Across the country, most local governments are facing dramatic cuts. Radical revenue declines leave few choices when laws require balanced budgets. The process will be painful, but it also offers opportunities for positive change, a chance to reinvent ourselves with greater effectiveness.
We are going to be more successful in meeting the demands of the public and elected officials if there is clarity about what is being eliminated, what is being retained and what is being reinvented. Metrics need to be revised to reflect new realities. Clear and reasonably challenging expectations will provide certainty in a time of confusion and change.
Two years ago, I asked every city department and function to define their key service delivery areas and challenges through a process we nicknamed "Renewing Phoenix." Renewing Phoenix was an excellent way for management and employees to question and reinvent the details of the city's service delivery, our long-term service needs, and opportunities for partnership across department lines and within the community. This knowledge proved valuable as we used it to quickly identify changes in services that should be scrutinized in the budget-cutting process. It helped us prioritize services and build creative service-delivery systems at lower cost in cooperation with the mayor, the city council and the community.
The pressure to cut budgets is also an opportunity! It presents a chance to develop streamlined processes that the organization, management or employees might resist in normal times. As managers, budget pressure can motivate us to explore the concept of giving employees more independence of action, to allow increased personal initiative to meet the public's needs. Sometimes management can be a barrier to simpler, faster processes.
Currently we are studying a number of organizational consolidation ideas proposed by the mayor and individual city council members to see whether additional cost savings can be achieved. We are encouraging individual employees to reduce their travel, energy consumption and spending wherever they work. We engaged an interdepartmental team of our best and brightest staff in a "Revenue Alternatives" exercise that investigated employee and community suggestions for improving our revenue picture.
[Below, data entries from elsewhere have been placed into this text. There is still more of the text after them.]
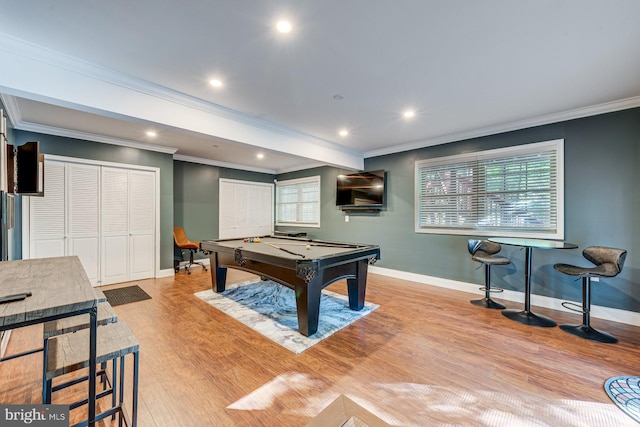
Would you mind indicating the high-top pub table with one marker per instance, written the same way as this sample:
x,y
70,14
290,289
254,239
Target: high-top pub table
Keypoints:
x,y
59,288
526,316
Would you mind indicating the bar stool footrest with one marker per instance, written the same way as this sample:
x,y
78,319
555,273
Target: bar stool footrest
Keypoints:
x,y
572,306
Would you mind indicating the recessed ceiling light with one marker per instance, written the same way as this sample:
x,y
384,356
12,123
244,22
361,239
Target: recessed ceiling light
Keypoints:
x,y
283,26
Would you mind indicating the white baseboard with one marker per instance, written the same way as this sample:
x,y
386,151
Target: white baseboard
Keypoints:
x,y
606,313
4,342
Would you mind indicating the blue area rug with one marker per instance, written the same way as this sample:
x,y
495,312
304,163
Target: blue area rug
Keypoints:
x,y
270,309
625,392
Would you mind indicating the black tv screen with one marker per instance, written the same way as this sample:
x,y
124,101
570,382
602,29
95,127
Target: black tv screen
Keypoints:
x,y
361,189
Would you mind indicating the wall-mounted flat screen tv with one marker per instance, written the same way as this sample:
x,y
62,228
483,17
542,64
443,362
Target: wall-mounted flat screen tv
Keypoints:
x,y
365,189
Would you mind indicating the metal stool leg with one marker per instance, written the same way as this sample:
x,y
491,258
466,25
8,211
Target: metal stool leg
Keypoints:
x,y
487,302
585,330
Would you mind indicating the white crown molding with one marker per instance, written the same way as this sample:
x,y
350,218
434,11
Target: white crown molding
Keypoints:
x,y
209,162
607,107
12,109
51,130
93,71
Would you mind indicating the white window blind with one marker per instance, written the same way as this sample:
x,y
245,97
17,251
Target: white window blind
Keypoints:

The top 10 revenue-enhancement ideas from employees and management will be implemented in 2009.
We have identified ways to increase our use of nonprofit organizations to deliver key services. Work units are merging to access a wider variety of skills and offset peak work cycles. Staff is shifting from lower priority tasks to key service areas. Service delivery has been redesigned to be simpler and more direct in order to maintain service levels at a lower cost.
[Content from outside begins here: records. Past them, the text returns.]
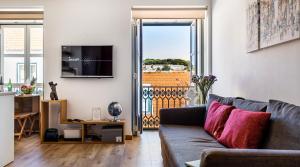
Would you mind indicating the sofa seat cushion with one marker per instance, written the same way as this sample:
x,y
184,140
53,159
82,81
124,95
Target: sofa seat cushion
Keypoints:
x,y
284,127
250,105
185,143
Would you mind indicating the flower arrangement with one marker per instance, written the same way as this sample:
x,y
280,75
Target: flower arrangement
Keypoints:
x,y
203,85
29,88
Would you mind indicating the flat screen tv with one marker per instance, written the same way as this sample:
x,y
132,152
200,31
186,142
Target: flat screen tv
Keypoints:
x,y
87,62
Employees are not machines, and their attitudes and morale will inevitably be changed by the budget process. Consideration and care given to employees who leave the organization or change jobs is not just about social justice and fair treatment. The treatment received by employees demonstrates in a real way that the organization cares about its people and can positively affect the way employees who are staying on feel about their workplace.
During this time of confusion and intense worry, employees hunger for information. Time and energy spent in communicating with employees will demonstrate to them that the organization cares. If they have no facts, employees will make up rumors or cynical views of the organization. Less damage is likely to occur if the simple truth is communicated-even if the facts are painful. Employees can then help the organization communicate with constituents about the severity of the budget cutbacks ahead. Constituents will likely voice questions and concerns to multiple city contacts, so this is another opportunity to share the fundamental facts along with the city's plans for change.
Here in Phoenix, we send regular e-mail updates to employees and created a special employee newsletter called "In the Loop," which provides details on the schedule for budget cuts as well as tips for wellness and stress management. The budget director and I co-hosted several open question-and-answer sessions for employees in our city council chambers, where we were able to respond to employee questions in person. The open sessions also gave us a good indicator of the issues foremost in employees' minds that we need to make sure we address.
We devote time at each of our weekly, televised city council meetings for a brief budget update to the mayor, council and citizens watching at home. Our goal is to share the latest information we have about revenue forecasts and other issues that affect our budget reductions.
We continue to hold regular briefings with labor representatives and our key management and personnel staff from city departments. Our staff regularly shares information with an extensive network of city boards, commissions and neighborhood groups, leading up to our annual budget hearings after the first of the year.
Much of this communication occurs on an emotional level. There is an opportunity here for genuine leadership that shares in the pain but helps employees to see a better future. We have seen the rightful outrage directed at private-sector executives who do not equally share the pain of tough times with employees. We in the public sector must do better.
The right answers will be different for different communities and situations. The critical point is to make sure the discussion of how your jurisdiction will balance the budget does not start and end with the financial balance. Somehow, we must find ways to improve service delivery. And by treating employees fairly, we can build higher morale for our organizations and communities.